The concept of open payment allows riders to pay for transit in a variety of ways. It also includes a registration process that gives riders opportunities for customized discounts and other benefits. At the same time, the public transit provider receives valuable customer data for analysis. That is an open payment system in a nutshell.
So what else do you need to know about how open payment systems operate? A lot, it turns out, because these systems do much more than just manage rider payments and accounts.
Creating a Network
The biggest benefit of having an open payment system is the value it offers to the function of a transit organization. For a public transit organization to be effective, all parts of the whole must have a function. Dysfunction brings discord and creates problems within the organization, so identifying areas that are weak is paramount. But adding new functions to an organization takes work. It’s not as simple as implementing an open payment system and hoping it takes hold with the other departments in a transit office.
Those departments include maintenance, finance, operations, accounting, marketing and IT, just to name a few. Each of these departments stand to gain from the function of an open payment system. In fact, if there is no gain for each of the parts to the organization it creates that dysfunction we were talking about. So how exactly do you make an open payment system function as part of the whole?

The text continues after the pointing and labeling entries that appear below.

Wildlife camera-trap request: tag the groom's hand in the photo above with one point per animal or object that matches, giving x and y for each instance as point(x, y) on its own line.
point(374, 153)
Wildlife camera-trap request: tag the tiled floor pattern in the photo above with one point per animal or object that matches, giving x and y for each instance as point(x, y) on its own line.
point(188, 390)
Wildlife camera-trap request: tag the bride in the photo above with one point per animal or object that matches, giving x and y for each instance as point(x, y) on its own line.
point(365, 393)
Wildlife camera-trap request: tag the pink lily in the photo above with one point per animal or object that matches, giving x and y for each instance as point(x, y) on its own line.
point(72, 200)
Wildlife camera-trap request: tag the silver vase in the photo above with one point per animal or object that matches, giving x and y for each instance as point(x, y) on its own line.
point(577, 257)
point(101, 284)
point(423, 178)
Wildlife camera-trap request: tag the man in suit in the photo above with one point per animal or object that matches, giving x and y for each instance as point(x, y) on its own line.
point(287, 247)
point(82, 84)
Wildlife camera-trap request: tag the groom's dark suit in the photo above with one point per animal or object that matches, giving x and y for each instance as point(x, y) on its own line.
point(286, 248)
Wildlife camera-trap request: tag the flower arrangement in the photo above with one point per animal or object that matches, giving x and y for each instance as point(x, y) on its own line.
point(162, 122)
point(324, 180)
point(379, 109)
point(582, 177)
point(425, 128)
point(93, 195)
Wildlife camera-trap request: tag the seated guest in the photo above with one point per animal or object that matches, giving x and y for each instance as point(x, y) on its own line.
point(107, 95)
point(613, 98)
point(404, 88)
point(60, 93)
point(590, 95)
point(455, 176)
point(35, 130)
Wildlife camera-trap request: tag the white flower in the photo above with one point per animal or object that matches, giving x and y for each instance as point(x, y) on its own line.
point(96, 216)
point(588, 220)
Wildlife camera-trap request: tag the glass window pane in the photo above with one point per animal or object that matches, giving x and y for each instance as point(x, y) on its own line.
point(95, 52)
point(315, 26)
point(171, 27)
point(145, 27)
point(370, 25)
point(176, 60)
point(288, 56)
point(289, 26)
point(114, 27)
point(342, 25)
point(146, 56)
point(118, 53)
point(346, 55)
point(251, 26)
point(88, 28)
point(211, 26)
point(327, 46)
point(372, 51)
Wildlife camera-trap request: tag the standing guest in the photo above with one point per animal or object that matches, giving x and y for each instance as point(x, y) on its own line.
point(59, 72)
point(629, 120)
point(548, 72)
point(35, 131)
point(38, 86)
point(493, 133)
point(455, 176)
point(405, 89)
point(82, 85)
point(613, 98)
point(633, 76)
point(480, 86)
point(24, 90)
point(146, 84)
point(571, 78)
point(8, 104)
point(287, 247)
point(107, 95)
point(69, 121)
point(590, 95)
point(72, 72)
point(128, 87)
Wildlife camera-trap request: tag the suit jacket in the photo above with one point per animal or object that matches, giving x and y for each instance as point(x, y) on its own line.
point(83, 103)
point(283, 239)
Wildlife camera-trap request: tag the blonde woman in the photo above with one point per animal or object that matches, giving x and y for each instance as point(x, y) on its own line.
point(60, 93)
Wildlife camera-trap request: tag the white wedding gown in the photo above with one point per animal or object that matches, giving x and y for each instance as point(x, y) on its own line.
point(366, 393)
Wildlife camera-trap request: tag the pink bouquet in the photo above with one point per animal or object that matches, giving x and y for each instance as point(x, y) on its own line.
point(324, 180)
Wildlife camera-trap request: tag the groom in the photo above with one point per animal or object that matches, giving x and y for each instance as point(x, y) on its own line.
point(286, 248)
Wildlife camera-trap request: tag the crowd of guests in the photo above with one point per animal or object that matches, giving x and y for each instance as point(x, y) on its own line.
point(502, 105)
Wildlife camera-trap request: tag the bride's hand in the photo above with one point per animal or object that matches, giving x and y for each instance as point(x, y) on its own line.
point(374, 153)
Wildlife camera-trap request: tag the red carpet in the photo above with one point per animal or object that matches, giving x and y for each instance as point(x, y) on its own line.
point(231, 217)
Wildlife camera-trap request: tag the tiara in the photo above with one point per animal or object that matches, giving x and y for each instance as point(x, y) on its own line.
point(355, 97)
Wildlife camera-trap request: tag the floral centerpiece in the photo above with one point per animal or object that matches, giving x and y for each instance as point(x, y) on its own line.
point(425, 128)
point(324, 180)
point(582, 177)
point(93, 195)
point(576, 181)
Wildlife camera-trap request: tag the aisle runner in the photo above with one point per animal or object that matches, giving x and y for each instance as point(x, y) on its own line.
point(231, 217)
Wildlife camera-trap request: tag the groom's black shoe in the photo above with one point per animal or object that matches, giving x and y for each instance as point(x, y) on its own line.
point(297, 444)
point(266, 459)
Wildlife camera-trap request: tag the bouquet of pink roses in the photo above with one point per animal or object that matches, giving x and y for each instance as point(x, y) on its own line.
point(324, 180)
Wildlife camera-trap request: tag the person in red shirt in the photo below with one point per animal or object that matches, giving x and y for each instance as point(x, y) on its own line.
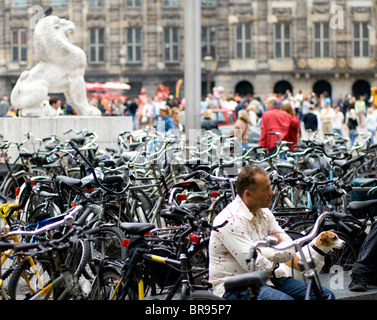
point(294, 131)
point(275, 120)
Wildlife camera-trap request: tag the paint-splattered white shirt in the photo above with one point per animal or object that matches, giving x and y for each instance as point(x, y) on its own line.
point(229, 247)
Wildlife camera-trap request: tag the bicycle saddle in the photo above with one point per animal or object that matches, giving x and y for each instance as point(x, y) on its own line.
point(136, 228)
point(362, 205)
point(194, 207)
point(68, 181)
point(242, 281)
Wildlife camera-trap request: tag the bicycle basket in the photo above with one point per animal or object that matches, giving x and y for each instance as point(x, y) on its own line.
point(163, 275)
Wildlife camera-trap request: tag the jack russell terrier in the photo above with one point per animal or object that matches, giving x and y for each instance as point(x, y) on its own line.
point(316, 250)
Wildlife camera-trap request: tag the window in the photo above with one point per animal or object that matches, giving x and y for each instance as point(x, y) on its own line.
point(282, 40)
point(96, 3)
point(19, 45)
point(171, 44)
point(133, 44)
point(97, 45)
point(243, 41)
point(208, 2)
point(360, 39)
point(220, 117)
point(133, 3)
point(19, 3)
point(230, 117)
point(170, 3)
point(208, 41)
point(59, 3)
point(321, 40)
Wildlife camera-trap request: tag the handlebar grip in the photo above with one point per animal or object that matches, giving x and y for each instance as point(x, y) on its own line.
point(190, 175)
point(369, 183)
point(252, 254)
point(80, 221)
point(25, 246)
point(179, 211)
point(359, 158)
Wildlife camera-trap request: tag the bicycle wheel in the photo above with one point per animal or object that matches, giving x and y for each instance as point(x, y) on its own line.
point(345, 257)
point(14, 182)
point(107, 286)
point(203, 295)
point(108, 243)
point(26, 279)
point(78, 257)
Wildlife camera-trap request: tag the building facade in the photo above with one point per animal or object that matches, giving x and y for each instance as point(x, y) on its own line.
point(248, 46)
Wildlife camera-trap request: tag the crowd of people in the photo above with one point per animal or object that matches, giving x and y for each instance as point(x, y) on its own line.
point(347, 115)
point(303, 116)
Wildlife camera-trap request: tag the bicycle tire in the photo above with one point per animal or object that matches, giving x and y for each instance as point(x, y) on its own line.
point(109, 279)
point(78, 257)
point(17, 287)
point(198, 295)
point(14, 182)
point(109, 243)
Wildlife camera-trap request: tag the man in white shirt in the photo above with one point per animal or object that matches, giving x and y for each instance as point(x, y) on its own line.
point(250, 220)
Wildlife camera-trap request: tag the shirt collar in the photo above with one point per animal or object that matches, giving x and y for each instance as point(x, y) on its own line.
point(244, 209)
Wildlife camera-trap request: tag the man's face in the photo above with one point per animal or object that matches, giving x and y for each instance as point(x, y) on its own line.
point(58, 104)
point(262, 195)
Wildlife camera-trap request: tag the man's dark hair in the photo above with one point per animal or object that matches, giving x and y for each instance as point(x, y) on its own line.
point(54, 100)
point(246, 178)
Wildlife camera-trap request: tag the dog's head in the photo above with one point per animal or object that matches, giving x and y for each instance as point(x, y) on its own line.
point(329, 240)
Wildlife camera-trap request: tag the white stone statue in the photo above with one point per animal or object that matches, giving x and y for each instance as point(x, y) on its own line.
point(61, 69)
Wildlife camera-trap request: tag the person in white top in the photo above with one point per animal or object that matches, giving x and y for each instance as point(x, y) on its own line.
point(250, 220)
point(338, 121)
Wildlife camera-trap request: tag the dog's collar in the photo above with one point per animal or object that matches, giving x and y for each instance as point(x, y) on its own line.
point(318, 250)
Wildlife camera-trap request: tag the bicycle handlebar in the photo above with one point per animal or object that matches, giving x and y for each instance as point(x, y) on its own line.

Tips for Creating a Functional System
Start by taking the big data gathered by an open payment system. This includes everything from the personal information received when riders register for the system, to the data gathered about ride times and payment types. Every single data point that is received in an open payment system has the ability to be utilized by the greater organization. The goal is finding where these data points best fit for functionality.
For example, the marketing department can access valuable data that includes:
- Age demographics of riders for marketing to the most in-demand cohorts
- Busiest times of day, months, or seasons so marketing can create more effective campaigns
- Personalized rider data that gives the marketing team a more clearer user persona
For the IT department, data opens up the discussion of ways to use data to create a better “UX” design for the system at large. For the revenue department, everything involving payment processes and payment amounts can be analyzed using this big data as a way to better target discount campaigns. This is just a sampling of ways marketing can use big data from open payment systems to make their jobs more efficient.
In addition to benefiting your organization at large, finding ways to help other departments use big data that comes from an open payment system also helps other members of teams accept the changeover. Acceptance is key to ensuring an open payment system gains a foothold and is able to function at its greatest capacity. After all, change can be a slow process that needs all of the support it can get to ensure a seamless transition.
Other Open Payment System Truths
Open payment systems are revolutionary and new to the public transit game. As a result, there are a lot of not-truths out there. Unfortunately these myths can deter would-be public transit systems from utilizing this modern payment method.
Break free of the myth that open payment systems are standalone systems that don’t offer any value to the greater good of a public transit organization.